The Lavender Deception (Continued)
One of the chemical compounds in lavandin is camphene, which is known for its antiseptic, antibacterial, and analgesic properties. When used for these purposes, it is very valuable, as in the essential oil blend of Purification. However, camphene can burn the skin, which is why some people are uncomfortable using straight lavandin. Any burning sensation should be the first clue in discovering the mislabeling, since pure lavender does not contain camphene.
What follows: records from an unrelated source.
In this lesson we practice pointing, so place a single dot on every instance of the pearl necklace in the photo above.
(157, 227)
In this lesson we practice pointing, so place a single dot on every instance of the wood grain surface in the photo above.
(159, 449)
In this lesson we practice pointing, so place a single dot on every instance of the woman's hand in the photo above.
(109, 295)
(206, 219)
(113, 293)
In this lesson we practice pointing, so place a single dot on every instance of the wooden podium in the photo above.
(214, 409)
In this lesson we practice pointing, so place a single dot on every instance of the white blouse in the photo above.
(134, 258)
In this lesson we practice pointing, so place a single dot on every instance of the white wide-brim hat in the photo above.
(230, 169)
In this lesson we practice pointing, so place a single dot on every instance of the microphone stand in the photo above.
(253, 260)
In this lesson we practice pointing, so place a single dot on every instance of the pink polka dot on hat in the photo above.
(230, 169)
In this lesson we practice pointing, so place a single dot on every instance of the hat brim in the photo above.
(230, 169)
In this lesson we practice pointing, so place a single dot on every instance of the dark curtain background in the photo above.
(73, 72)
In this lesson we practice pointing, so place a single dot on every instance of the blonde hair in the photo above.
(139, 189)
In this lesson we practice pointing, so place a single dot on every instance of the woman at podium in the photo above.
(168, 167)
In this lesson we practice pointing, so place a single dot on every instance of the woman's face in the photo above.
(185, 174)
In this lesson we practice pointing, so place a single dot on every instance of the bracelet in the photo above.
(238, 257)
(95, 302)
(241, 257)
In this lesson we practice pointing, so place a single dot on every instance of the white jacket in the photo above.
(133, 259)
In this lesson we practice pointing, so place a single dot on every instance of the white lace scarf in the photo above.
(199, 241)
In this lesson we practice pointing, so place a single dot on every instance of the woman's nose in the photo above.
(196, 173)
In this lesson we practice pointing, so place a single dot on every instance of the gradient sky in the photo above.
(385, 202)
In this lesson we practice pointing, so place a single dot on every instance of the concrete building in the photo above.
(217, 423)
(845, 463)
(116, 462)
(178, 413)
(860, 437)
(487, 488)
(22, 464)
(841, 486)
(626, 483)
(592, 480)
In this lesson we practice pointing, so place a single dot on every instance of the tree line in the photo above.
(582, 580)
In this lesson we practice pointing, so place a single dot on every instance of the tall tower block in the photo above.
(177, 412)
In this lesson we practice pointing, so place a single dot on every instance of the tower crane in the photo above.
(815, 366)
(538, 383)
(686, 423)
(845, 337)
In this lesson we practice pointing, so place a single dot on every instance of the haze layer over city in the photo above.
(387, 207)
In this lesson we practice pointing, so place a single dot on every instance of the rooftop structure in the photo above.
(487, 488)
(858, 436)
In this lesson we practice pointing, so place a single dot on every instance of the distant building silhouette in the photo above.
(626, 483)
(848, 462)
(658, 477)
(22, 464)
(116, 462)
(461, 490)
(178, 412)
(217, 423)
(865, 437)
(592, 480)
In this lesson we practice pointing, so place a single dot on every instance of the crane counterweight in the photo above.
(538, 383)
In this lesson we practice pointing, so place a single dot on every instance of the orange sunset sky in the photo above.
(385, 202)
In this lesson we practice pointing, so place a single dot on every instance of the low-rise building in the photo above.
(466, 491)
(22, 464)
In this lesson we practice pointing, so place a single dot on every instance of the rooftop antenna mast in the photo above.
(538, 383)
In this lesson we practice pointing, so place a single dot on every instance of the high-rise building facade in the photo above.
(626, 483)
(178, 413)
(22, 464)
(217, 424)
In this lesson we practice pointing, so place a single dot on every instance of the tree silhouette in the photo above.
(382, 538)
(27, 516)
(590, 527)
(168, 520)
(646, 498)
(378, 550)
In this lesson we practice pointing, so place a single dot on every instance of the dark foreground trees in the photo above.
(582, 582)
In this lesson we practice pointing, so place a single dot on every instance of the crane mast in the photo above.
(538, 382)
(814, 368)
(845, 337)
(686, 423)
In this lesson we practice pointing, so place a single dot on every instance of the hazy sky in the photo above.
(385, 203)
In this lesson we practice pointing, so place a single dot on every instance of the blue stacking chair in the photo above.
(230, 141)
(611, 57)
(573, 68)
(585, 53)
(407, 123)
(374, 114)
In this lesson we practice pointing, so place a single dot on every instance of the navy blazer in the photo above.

Lavandin may or may not be a little caustic to the skin, depending on its percentage of camphene, but when properly blended with other essential oils, it becomes pleasant to the skin and yet still has its same therapeutic effect. Obtaining this desired result is all in knowing how to formulate.
That also explains why some people complain about not getting the results they want with the lavender they buy from various retail outlets. They don’t know they are actually buying lavandin with camphene and not pure lavender. However, when lavandin is diluted with sufficient linalol, the camphene becomes undetectable to the end users, who then, unfortunately, think they are buying pure lavender.
There is a great example of how adulterated lavender causes problems. In Jean Valnet’s The Practice of Aromatherapy, he writes about a man being treated with lavender for a problem in his “sit-down area.” The man went on a journey but forgot his lavender, so he purchased a fresh supply. Valnet then writes about what happened. “Unfortunately this essence was neither natural nor pure: one single installation was followed by a painful inflammation of such severity that the unfortunate person was unable to sit down for more than a fortnight” (14 nights).
While I was visiting one of the distilleries in France, I watched the synthetic solution being put into the extracted oil that was poured into the barrels. I was very surprised when I saw the export tags on the barrels showing they were going to a new company in Utah. I even took a photo of the tag. I’m sure the people in Utah had no idea what they were getting, which is typical of most buyers.